The output filter adopts a cavity filter, has the advantage of low loss, and is mainly used for filtering out-of-band noise signals generated by the final-stage power amplification unit.

The output coupler mainly comprises 2 paths of power coupling circuits, wherein one path of the power coupling circuit monitors output power, and the other path of the power coupling circuit monitors reflected power of a port.

As shown in fig. 6, the control unit is composed of a sampling unit and a protection control unit. The sampling unit has a communication function, and is mainly used for sampling and converting detection signal pulse signals of Po and Pr into power values, and sampling and converting working voltages of the temperature and power amplifier module into corresponding values. When the detected signal is larger than the set threshold, an overload fault is generated, and the state is sent to a protection control unit to uniformly output a protection control signal and report the fault state. The protection control unit is also controlled by the radio frequency modulation signal and the external control signal.

The control unit is responsible for the control of each functional unit and the collection, processing and monitoring of the working state, and receives and responds to the control and RS422 instructions of the system.
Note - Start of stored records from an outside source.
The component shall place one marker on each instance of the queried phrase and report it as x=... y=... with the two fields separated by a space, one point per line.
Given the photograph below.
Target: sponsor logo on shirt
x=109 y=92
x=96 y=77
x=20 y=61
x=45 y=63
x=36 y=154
The main control unit mainly comprises a sampling unit and a protection control unit, and has the main functions of:

1. identifying, analyzing, protecting and alarming the fault of the transmitter system;

2. detecting the voltage, the temperature, the output power and the reflected power of the whole transmitter system in real time;

3. controlling the on-off and the radio frequency on-off of the whole transmitter.

The air cooling unit is 2 fans of 60m 3/h. The air cooling unit is the premise of ensuring the stable and reliable work of the power amplifier, and is the key of influencing the reliable and fault-free work index of the power amplifier. The selected fan selects a brand with long service life and low noise under the condition of meeting the ventilation and heat dissipation.

The above-mentioned embodiments are merely illustrative of the preferred embodiments of the present invention, and do not limit the scope of the present invention, and various modifications and improvements of the technical solution of the present invention by those skilled in the art should fall within the protection scope defined by the claims of the present invention without departing from the spirit of the present invention.